Memory Access Microbenchmark: Clojure, F#, Go, Julia, Lua, Racket, Ruby, Self

lqdc13 · on Feb 22, 2014

The Python code is terrible. That's not how you code in Python. Also, this implementation seems to take more than 32 GB on my machine. Here is a refactor: https://gist.github.com/lqdc/9149772

Anyway, this problem should not be solved this way in python either way. I would have stored everything in a Pandas table and computed stuff from there.

logicchains · on Feb 22, 2014

Thanks! I'm rerunning it and updating the tables progressively every few hours as optimisations are suggested. Feel free to make a pull request. Ideally within a day or so the implementations will have all been optimised enough to make for fairer comparison.

I understand that a Pandas table would be a better idea, but the purpose of this benchmark is comparing the speed of the raw languages.

lqdc13 · on Feb 22, 2014

I updated with a pandas script as well.

I think the strength of the languages have in part to do with their libraries.

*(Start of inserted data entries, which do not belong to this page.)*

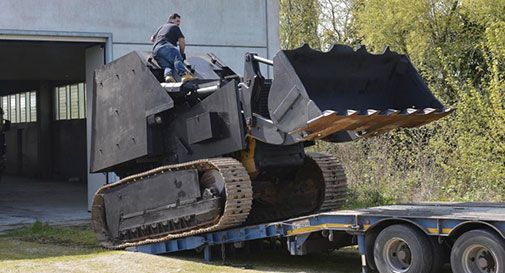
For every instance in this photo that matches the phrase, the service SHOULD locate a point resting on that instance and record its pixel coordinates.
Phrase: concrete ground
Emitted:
(25, 200)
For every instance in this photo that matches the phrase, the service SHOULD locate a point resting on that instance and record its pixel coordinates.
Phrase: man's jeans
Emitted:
(169, 57)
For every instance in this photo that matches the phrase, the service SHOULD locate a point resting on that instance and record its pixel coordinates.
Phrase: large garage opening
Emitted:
(43, 92)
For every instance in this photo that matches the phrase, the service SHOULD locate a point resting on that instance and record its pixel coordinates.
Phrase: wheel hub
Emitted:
(479, 259)
(398, 255)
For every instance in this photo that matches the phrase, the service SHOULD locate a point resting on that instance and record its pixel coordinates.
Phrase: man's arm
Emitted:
(182, 45)
(153, 38)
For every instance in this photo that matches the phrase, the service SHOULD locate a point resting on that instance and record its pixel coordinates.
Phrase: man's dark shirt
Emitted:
(167, 33)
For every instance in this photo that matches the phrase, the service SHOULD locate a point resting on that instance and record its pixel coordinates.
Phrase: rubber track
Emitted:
(335, 181)
(238, 203)
(335, 192)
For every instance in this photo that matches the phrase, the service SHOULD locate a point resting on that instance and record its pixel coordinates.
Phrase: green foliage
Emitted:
(459, 49)
(301, 19)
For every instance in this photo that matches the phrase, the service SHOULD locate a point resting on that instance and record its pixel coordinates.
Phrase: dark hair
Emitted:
(173, 16)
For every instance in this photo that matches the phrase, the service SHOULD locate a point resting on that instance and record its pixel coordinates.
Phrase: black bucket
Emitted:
(347, 90)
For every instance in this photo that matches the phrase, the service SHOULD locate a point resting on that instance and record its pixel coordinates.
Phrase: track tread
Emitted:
(238, 191)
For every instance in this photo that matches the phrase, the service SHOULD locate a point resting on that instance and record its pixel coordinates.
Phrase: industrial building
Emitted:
(48, 52)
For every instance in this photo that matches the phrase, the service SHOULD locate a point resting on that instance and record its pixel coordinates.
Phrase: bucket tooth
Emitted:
(340, 49)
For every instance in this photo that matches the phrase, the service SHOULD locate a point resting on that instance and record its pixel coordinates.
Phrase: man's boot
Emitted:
(170, 79)
(187, 77)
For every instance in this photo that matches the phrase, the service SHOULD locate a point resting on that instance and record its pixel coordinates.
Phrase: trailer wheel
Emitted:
(402, 249)
(478, 251)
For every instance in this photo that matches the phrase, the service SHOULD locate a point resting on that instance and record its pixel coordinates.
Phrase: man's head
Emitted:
(175, 19)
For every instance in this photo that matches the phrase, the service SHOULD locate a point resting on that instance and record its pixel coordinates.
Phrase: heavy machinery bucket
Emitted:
(324, 94)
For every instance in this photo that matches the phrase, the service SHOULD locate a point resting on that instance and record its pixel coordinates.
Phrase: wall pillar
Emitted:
(44, 132)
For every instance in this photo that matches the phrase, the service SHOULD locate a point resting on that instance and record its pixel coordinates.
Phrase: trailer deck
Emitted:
(350, 227)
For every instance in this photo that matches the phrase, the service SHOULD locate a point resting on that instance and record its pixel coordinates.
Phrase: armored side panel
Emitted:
(211, 128)
(125, 94)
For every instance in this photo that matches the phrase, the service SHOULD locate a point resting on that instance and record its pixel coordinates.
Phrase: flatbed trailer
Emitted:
(417, 238)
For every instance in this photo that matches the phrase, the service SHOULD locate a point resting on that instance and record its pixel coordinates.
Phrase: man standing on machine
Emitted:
(165, 50)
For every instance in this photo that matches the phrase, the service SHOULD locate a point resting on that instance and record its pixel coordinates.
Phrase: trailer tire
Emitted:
(403, 249)
(478, 251)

You have to pick the right tools for the right task.

The pandas version runs 3x faster than regular python, but 17x slower than C.

logicchains · on Feb 22, 2014

Great, I'll include that in the next run of the benchmark. Is it Python 3 or 2? (Does it work with Pypy) Also, if you're comparing it to C you should compare it to C3.c, from the final tables, which uses bignums like Python does automatically.

*Edit: I tried your faster_py.py, but it didn't seem any faster than Pypy2.py in the repo (running both with Pypy). I haven't yet got the Pandas version to work due to library compatibility issues (I've got about five versions of Python installed; still working on it).

lqdc13 · on Feb 22, 2014

It's about 2x faster in regular CPython 2.7 on my machine. In pypy it is actually way slower than your original one.

In many cases, pypy cannot be used, because it's not compatible with all the libraries.

logicchains · on Feb 22, 2014

Ah, right. I've included your version (converted to Python 3) as Python3_fst; it's around twice as fast as regular CPython 3.3.

lqdc13 · on Feb 22, 2014

Also there is integer overflow in the C code and maybe others because the sum doesn't fit in 64 bit integer.

logicchains · on Feb 22, 2014

It mentions that later in the post. The implementations in the final two tables use bignums for fairness and to avoid overflow.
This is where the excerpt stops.